The Most Needed Virtue

He found the secret to his mother’s goodness only after she died…on a yellowing page of her personal prayer book.

An old holy book illuminated by a small candle

When my mother died I wanted something that had belonged to her, but not just a memento. I wanted something I could use, so I asked my siblings if I could have her missal, the prayer book she took with her to early mass each morning. No one objected, and I collected my legacy from the top of her dresser in the upstairs bedroom.

When I got back to New York after the funeral, I looked through the old and tattered book.
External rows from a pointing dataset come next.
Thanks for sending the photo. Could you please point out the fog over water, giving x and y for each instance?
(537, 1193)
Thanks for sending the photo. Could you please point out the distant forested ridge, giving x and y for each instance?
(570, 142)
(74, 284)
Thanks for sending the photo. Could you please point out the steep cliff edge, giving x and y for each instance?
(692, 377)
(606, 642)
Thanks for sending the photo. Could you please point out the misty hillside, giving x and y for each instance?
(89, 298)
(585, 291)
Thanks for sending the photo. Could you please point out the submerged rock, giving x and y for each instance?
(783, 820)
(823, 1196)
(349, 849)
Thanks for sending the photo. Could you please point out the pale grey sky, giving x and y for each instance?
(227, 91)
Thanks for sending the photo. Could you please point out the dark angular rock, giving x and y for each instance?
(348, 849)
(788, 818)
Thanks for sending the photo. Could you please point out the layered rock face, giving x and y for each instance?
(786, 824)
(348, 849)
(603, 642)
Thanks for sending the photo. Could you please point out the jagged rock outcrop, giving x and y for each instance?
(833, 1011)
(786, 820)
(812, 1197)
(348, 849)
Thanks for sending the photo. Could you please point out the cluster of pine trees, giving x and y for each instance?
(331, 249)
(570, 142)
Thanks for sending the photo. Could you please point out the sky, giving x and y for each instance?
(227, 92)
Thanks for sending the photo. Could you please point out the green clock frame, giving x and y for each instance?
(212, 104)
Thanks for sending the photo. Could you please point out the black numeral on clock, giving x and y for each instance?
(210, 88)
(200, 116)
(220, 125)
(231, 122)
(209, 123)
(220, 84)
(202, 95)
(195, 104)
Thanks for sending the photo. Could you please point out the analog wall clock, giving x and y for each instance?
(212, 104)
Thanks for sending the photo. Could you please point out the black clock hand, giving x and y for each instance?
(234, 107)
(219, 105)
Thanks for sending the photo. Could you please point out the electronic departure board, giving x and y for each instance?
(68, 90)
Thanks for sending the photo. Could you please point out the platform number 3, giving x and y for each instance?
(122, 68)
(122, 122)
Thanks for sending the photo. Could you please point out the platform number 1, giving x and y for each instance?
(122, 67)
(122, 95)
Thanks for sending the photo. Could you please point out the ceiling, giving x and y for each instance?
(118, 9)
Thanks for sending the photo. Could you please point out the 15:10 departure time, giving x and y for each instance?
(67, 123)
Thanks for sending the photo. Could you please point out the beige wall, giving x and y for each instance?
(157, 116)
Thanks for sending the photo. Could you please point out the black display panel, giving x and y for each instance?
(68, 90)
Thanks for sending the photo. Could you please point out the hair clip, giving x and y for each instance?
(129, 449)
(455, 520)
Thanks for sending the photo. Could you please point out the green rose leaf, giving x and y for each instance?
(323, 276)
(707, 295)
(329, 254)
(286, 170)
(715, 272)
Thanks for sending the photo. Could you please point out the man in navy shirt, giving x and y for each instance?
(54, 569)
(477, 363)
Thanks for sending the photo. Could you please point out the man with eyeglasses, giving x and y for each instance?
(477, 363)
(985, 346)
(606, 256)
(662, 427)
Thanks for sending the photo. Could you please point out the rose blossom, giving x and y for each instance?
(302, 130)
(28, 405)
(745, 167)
In it Mother had inserted special prayers on holy cards, prayers for peace, for missionaries, for friends, for my father, who had died 11 years before—a catalog of concerns that she carried with her every day to church, expressions of the faith and hope and love that seemed as much a part of her as the color of her fine brown eyes.

From that old missal I learned something I had never known about my mother. I’d always thought her virtues were something she’d been born with, a genetic endowment, so effortless, so pervasive had they been. I can’t say I envied her easy goodness; I just took it for granted the way I took for granted the bread she baked and the clothes she sewed. Then, leafing through the missal, I came to a page that was about one-third gone.

This was obviously the page she came to most often. The edge was yellow and brown where her touch over the years had worn the paper to dust, obscured words and ended sentences in mid-phrase. I looked at the top of the page. It said “Prayer for Perseverance.” This, then, was the secret behind her “obvious” goodness; this was the most needed virtue of all, the one that reinforced and nourished all the rest.

I had to smile. The prayer, the words, the page had been worn away by nothing more, nothing less, than perseverance itself. Her prayer, apparently, had been answered.